Kurze Interpretation des Gedichts

Das Gedicht „Gold“ von Ludwig Rubiner ist ein spannungsreiches, satirisches Sonett aus dem Zyklus Kriminal Sonette, das sich spielerisch mit einem fiktiven Kriminalfall befasst. Es erzählt in knapper, szenischer Dichte den Einbruch in ein Golddepot und die anschließende Flucht des Diebs Fred, der sich als Bauer tarnt. Die kunstvolle Mischung aus Krimi-Parodie, Gesellschaftskritik und Groteske verleiht dem Text eine eigentümliche Dynamik.

Bereits die ersten Verse führen in eine halb-düstere, halb-komische Welt ein: Fred wird im Tabakballen geschmuggelt, schläft versteckt und beginnt dann seinen nächtlichen Coup. Der Einbruch ins Gold-Depot verläuft beinahe märchenhaft surreal: ein „kleiner Mörtelfresser“ nagt an der Wand – eine fantastische Figur, die an Kindergeschichten erinnert, aber hier als subtiles Mittel der Ironisierung dient. Die Wächter sind „trunkne“, also betrunken und unfähig, das Geschehen zu verhindern – ein deutlicher Hinweis auf die Lächerlichkeit oder Laxheit von Autoritäten.

Die Spannung steigert sich, als Fred das Gold in einem „Grünkohlwagen“ versteckt und sächselnd (!) als Landmann durch den Zoll will – eine gezielte Verkleidung, die auf soziale Stereotype anspielt.
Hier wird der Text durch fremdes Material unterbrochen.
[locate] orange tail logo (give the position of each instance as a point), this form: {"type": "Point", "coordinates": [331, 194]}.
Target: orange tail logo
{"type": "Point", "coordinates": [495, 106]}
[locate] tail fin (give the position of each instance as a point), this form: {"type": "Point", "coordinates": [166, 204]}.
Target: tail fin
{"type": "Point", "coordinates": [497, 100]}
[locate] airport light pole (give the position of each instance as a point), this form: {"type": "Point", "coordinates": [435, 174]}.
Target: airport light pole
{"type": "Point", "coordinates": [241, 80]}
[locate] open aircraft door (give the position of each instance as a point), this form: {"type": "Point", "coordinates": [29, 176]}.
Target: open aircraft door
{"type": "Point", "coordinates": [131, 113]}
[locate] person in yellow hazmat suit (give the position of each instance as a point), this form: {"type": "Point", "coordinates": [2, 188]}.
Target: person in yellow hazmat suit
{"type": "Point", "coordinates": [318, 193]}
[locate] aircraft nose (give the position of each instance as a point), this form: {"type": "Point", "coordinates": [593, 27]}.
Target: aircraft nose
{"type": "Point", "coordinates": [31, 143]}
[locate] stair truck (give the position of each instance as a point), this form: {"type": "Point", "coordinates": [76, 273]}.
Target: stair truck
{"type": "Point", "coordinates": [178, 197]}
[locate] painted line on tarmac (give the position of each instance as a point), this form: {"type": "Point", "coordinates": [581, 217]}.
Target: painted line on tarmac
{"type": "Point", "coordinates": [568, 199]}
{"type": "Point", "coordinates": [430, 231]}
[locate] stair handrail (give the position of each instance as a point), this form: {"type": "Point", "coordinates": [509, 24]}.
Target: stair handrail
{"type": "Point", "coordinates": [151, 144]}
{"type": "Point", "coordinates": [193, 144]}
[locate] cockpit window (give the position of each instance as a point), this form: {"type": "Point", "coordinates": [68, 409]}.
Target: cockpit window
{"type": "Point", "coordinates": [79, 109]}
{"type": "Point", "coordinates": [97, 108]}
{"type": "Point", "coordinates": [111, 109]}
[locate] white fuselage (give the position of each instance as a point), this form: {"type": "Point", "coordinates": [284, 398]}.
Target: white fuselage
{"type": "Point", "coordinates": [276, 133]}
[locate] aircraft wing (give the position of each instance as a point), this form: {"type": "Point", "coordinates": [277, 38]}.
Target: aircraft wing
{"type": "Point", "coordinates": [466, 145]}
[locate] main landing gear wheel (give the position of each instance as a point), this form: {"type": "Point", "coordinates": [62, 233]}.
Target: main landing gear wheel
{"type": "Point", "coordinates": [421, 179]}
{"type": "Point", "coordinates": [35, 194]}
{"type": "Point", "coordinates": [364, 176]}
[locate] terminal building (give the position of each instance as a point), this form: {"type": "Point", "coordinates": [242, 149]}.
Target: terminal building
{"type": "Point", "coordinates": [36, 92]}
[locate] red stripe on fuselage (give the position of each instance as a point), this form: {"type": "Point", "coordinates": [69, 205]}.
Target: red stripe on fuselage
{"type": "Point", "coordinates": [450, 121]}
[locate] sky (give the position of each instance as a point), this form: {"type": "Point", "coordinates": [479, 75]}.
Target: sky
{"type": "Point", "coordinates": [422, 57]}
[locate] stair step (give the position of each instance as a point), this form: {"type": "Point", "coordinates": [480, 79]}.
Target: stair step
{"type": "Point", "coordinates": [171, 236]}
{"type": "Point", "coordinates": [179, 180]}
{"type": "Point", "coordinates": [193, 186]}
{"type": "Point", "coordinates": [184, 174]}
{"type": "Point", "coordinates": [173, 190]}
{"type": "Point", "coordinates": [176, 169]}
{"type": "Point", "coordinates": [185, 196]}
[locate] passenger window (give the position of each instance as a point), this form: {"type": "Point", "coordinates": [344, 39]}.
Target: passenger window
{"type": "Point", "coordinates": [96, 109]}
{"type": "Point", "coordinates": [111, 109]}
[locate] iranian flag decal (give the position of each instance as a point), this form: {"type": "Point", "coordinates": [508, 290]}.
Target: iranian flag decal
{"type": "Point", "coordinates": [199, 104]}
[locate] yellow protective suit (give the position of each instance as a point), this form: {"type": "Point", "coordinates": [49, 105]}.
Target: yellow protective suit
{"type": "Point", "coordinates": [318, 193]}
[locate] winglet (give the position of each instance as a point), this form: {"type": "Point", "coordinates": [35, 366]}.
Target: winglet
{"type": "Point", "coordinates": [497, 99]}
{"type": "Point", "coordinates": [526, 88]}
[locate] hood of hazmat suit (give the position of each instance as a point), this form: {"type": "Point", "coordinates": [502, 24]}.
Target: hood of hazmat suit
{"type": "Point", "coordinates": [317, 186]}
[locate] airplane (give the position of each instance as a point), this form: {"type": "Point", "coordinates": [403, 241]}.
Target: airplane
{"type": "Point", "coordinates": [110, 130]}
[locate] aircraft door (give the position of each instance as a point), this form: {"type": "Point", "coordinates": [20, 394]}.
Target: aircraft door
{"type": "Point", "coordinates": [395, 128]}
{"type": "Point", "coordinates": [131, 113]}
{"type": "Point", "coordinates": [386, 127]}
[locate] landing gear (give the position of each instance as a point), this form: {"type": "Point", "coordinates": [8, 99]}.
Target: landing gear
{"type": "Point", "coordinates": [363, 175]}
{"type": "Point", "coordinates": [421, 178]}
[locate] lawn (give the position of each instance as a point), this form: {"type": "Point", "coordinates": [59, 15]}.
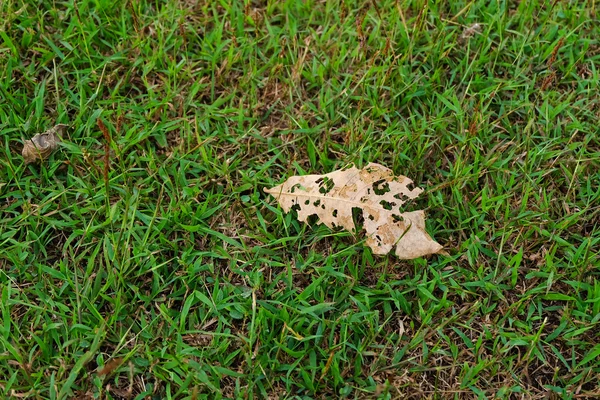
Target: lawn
{"type": "Point", "coordinates": [147, 262]}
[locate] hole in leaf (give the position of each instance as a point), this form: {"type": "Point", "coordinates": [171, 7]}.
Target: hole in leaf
{"type": "Point", "coordinates": [387, 204]}
{"type": "Point", "coordinates": [381, 187]}
{"type": "Point", "coordinates": [358, 218]}
{"type": "Point", "coordinates": [401, 196]}
{"type": "Point", "coordinates": [325, 185]}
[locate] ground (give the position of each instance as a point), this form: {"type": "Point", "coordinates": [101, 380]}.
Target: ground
{"type": "Point", "coordinates": [144, 260]}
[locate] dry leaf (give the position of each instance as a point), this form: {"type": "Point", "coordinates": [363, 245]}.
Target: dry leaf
{"type": "Point", "coordinates": [375, 191]}
{"type": "Point", "coordinates": [471, 31]}
{"type": "Point", "coordinates": [43, 144]}
{"type": "Point", "coordinates": [110, 366]}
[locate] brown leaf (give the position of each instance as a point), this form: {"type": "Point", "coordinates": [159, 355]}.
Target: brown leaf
{"type": "Point", "coordinates": [43, 144]}
{"type": "Point", "coordinates": [110, 366]}
{"type": "Point", "coordinates": [373, 189]}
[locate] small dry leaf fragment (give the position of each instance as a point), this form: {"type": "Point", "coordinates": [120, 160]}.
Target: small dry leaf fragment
{"type": "Point", "coordinates": [374, 190]}
{"type": "Point", "coordinates": [43, 144]}
{"type": "Point", "coordinates": [110, 366]}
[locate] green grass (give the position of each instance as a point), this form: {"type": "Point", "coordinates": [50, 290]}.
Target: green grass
{"type": "Point", "coordinates": [181, 265]}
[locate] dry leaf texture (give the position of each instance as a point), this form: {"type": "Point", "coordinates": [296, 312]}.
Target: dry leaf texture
{"type": "Point", "coordinates": [374, 190]}
{"type": "Point", "coordinates": [43, 144]}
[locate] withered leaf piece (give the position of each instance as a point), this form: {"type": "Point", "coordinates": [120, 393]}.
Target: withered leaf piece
{"type": "Point", "coordinates": [374, 190]}
{"type": "Point", "coordinates": [43, 144]}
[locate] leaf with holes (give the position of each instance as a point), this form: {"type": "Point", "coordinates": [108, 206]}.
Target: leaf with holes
{"type": "Point", "coordinates": [376, 192]}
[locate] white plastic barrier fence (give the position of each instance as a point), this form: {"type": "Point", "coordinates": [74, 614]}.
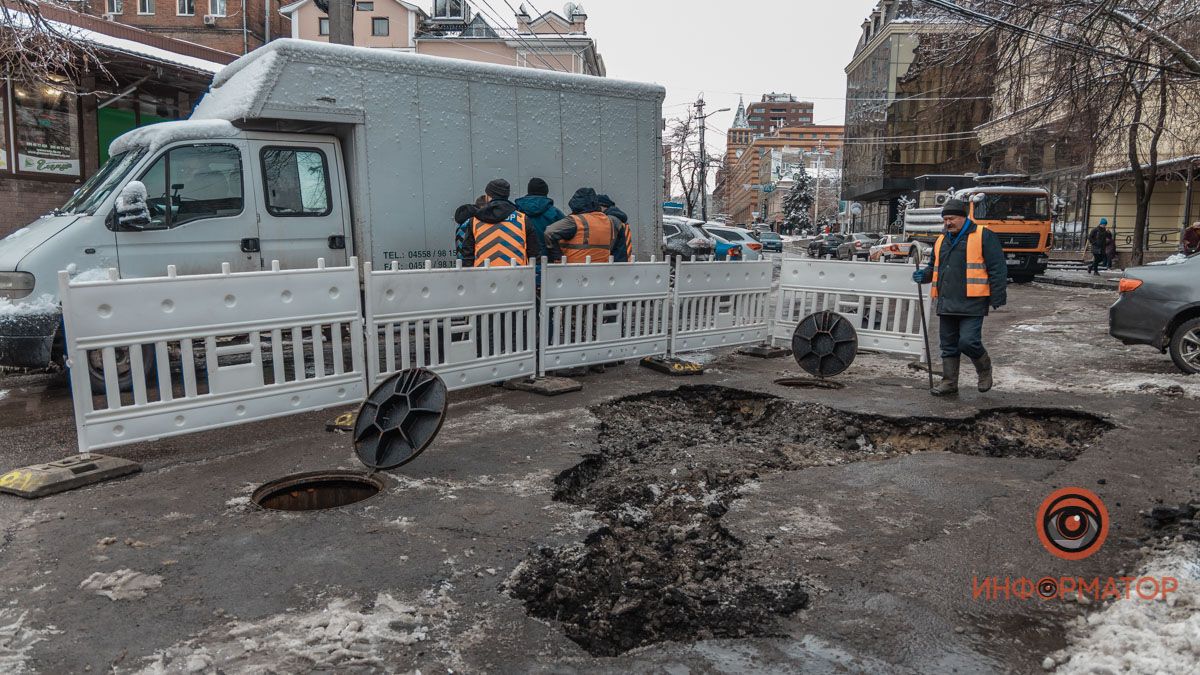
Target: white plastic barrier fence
{"type": "Point", "coordinates": [472, 326]}
{"type": "Point", "coordinates": [603, 312]}
{"type": "Point", "coordinates": [720, 304]}
{"type": "Point", "coordinates": [879, 298]}
{"type": "Point", "coordinates": [210, 351]}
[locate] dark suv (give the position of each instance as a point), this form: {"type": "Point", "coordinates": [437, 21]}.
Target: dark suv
{"type": "Point", "coordinates": [1159, 305]}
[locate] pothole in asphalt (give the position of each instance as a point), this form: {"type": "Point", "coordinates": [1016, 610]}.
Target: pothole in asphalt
{"type": "Point", "coordinates": [663, 567]}
{"type": "Point", "coordinates": [316, 491]}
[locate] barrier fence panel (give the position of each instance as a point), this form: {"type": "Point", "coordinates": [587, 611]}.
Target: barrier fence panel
{"type": "Point", "coordinates": [472, 326]}
{"type": "Point", "coordinates": [603, 312]}
{"type": "Point", "coordinates": [720, 304]}
{"type": "Point", "coordinates": [879, 298]}
{"type": "Point", "coordinates": [210, 351]}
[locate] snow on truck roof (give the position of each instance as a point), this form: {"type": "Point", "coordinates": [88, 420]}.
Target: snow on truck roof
{"type": "Point", "coordinates": [243, 89]}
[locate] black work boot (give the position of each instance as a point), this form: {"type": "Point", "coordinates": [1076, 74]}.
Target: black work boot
{"type": "Point", "coordinates": [949, 383]}
{"type": "Point", "coordinates": [983, 366]}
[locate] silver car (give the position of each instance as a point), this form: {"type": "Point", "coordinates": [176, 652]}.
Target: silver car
{"type": "Point", "coordinates": [1159, 305]}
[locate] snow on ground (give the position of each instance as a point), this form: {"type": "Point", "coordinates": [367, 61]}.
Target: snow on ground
{"type": "Point", "coordinates": [342, 634]}
{"type": "Point", "coordinates": [17, 638]}
{"type": "Point", "coordinates": [1135, 635]}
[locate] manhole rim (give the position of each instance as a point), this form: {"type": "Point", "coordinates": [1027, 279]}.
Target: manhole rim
{"type": "Point", "coordinates": [292, 481]}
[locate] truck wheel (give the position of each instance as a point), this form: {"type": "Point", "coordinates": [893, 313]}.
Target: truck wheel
{"type": "Point", "coordinates": [1186, 346]}
{"type": "Point", "coordinates": [124, 369]}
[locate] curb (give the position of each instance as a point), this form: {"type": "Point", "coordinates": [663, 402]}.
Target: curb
{"type": "Point", "coordinates": [1074, 284]}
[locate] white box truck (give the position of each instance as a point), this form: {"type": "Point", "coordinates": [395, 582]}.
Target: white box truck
{"type": "Point", "coordinates": [304, 150]}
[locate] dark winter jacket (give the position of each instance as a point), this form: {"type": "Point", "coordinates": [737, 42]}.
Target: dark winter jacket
{"type": "Point", "coordinates": [497, 210]}
{"type": "Point", "coordinates": [1099, 239]}
{"type": "Point", "coordinates": [540, 213]}
{"type": "Point", "coordinates": [952, 275]}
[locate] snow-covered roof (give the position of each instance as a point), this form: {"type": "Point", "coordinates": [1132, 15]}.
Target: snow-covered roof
{"type": "Point", "coordinates": [287, 10]}
{"type": "Point", "coordinates": [107, 42]}
{"type": "Point", "coordinates": [245, 87]}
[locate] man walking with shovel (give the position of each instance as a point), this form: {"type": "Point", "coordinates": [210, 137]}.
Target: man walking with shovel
{"type": "Point", "coordinates": [970, 275]}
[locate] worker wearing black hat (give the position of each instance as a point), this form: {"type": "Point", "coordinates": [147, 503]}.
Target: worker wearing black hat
{"type": "Point", "coordinates": [970, 276]}
{"type": "Point", "coordinates": [498, 234]}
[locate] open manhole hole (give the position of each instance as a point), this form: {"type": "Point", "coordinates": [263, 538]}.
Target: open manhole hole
{"type": "Point", "coordinates": [809, 383]}
{"type": "Point", "coordinates": [317, 490]}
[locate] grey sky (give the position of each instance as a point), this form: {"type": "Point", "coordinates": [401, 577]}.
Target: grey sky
{"type": "Point", "coordinates": [724, 48]}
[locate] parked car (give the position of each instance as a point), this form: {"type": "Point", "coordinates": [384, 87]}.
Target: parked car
{"type": "Point", "coordinates": [825, 245]}
{"type": "Point", "coordinates": [857, 245]}
{"type": "Point", "coordinates": [772, 242]}
{"type": "Point", "coordinates": [751, 249]}
{"type": "Point", "coordinates": [684, 237]}
{"type": "Point", "coordinates": [1159, 305]}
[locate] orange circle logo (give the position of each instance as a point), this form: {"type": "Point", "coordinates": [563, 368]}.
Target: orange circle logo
{"type": "Point", "coordinates": [1073, 523]}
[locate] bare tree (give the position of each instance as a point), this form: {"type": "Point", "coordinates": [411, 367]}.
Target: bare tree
{"type": "Point", "coordinates": [1123, 71]}
{"type": "Point", "coordinates": [35, 48]}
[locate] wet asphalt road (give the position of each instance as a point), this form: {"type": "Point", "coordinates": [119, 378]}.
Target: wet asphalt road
{"type": "Point", "coordinates": [889, 548]}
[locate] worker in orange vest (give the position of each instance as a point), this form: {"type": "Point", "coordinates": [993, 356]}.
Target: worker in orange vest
{"type": "Point", "coordinates": [970, 274]}
{"type": "Point", "coordinates": [587, 233]}
{"type": "Point", "coordinates": [498, 236]}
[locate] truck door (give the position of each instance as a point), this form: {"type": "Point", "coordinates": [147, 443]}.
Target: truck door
{"type": "Point", "coordinates": [301, 211]}
{"type": "Point", "coordinates": [199, 216]}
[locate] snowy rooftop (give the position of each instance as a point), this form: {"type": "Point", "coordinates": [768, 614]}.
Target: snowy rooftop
{"type": "Point", "coordinates": [21, 21]}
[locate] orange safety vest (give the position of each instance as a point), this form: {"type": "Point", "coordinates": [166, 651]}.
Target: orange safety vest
{"type": "Point", "coordinates": [593, 238]}
{"type": "Point", "coordinates": [978, 286]}
{"type": "Point", "coordinates": [501, 244]}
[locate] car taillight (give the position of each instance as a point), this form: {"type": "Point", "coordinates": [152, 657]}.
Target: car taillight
{"type": "Point", "coordinates": [1129, 285]}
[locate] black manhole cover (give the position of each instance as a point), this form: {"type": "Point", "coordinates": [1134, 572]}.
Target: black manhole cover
{"type": "Point", "coordinates": [825, 344]}
{"type": "Point", "coordinates": [317, 490]}
{"type": "Point", "coordinates": [400, 418]}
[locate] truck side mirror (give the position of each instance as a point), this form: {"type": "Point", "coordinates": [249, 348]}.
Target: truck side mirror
{"type": "Point", "coordinates": [132, 211]}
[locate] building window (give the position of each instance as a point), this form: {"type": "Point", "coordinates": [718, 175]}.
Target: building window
{"type": "Point", "coordinates": [47, 130]}
{"type": "Point", "coordinates": [205, 181]}
{"type": "Point", "coordinates": [297, 181]}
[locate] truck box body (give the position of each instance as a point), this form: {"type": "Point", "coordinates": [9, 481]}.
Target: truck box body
{"type": "Point", "coordinates": [423, 135]}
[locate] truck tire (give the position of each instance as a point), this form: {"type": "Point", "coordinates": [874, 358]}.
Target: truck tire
{"type": "Point", "coordinates": [1186, 346]}
{"type": "Point", "coordinates": [124, 368]}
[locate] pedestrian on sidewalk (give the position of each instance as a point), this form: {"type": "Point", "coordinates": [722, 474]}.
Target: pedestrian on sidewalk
{"type": "Point", "coordinates": [970, 274]}
{"type": "Point", "coordinates": [1099, 239]}
{"type": "Point", "coordinates": [540, 211]}
{"type": "Point", "coordinates": [1192, 239]}
{"type": "Point", "coordinates": [497, 234]}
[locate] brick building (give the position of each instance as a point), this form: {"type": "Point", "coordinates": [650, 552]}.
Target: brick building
{"type": "Point", "coordinates": [52, 138]}
{"type": "Point", "coordinates": [229, 25]}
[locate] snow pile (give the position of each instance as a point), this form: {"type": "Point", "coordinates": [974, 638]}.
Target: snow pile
{"type": "Point", "coordinates": [1171, 261]}
{"type": "Point", "coordinates": [336, 637]}
{"type": "Point", "coordinates": [17, 639]}
{"type": "Point", "coordinates": [43, 304]}
{"type": "Point", "coordinates": [1135, 635]}
{"type": "Point", "coordinates": [155, 136]}
{"type": "Point", "coordinates": [121, 585]}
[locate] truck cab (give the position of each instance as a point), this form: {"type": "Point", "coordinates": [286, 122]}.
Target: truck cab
{"type": "Point", "coordinates": [215, 193]}
{"type": "Point", "coordinates": [1021, 217]}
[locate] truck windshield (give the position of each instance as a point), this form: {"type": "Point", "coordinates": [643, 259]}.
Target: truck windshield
{"type": "Point", "coordinates": [97, 187]}
{"type": "Point", "coordinates": [1013, 207]}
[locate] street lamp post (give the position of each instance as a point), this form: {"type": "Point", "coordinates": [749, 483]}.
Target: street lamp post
{"type": "Point", "coordinates": [703, 156]}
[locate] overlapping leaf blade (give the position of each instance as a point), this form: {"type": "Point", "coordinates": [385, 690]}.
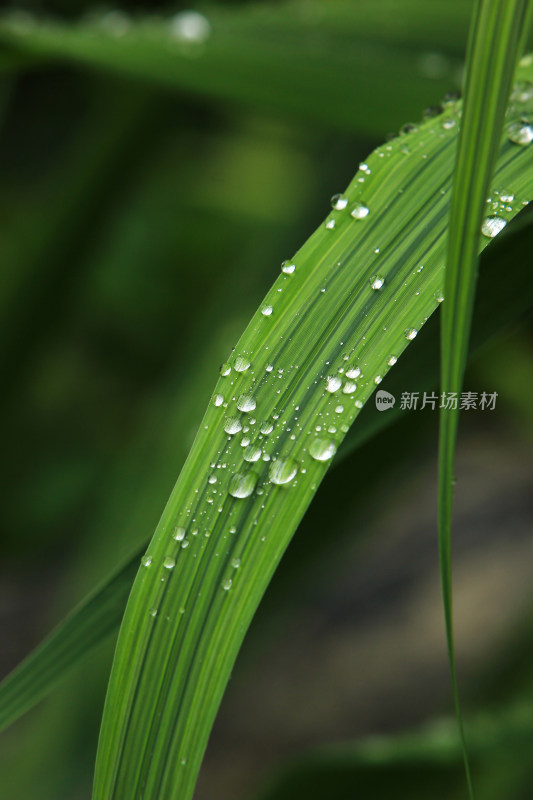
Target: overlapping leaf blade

Doch trotz der ausgeklügelten Tarnung verraten ihn „zwei blanke Barren“. Diese ironische Wendung entlarvt nicht nur die Leichtsinnigkeit des Täters, sondern spielt auch mit dem absurden Moment, in dem ein groß angelegter Plan an einer Kleinigkeit scheitert.

Die Verfolgung nimmt beinahe filmische Züge an: berittene Beamte jagen den Gemüsekarren, während Fred überlegt, wie er sich retten kann. Im letzten Terzett wird die Geschichte nochmals überhöht: Ein Freund sitzt in einer „hohen Eberesche“ – eine fast märchenhafte Figur – und schießt ihm „pfeiferauchend eine Bresche“. Diese Szene verbindet anarchischen Witz mit einer fast romantischen Vorstellung von Freundschaft und Flucht, die das Gedicht in einer Mischung aus Action, Absurdität und Sympathie für den Antihelden enden lässt.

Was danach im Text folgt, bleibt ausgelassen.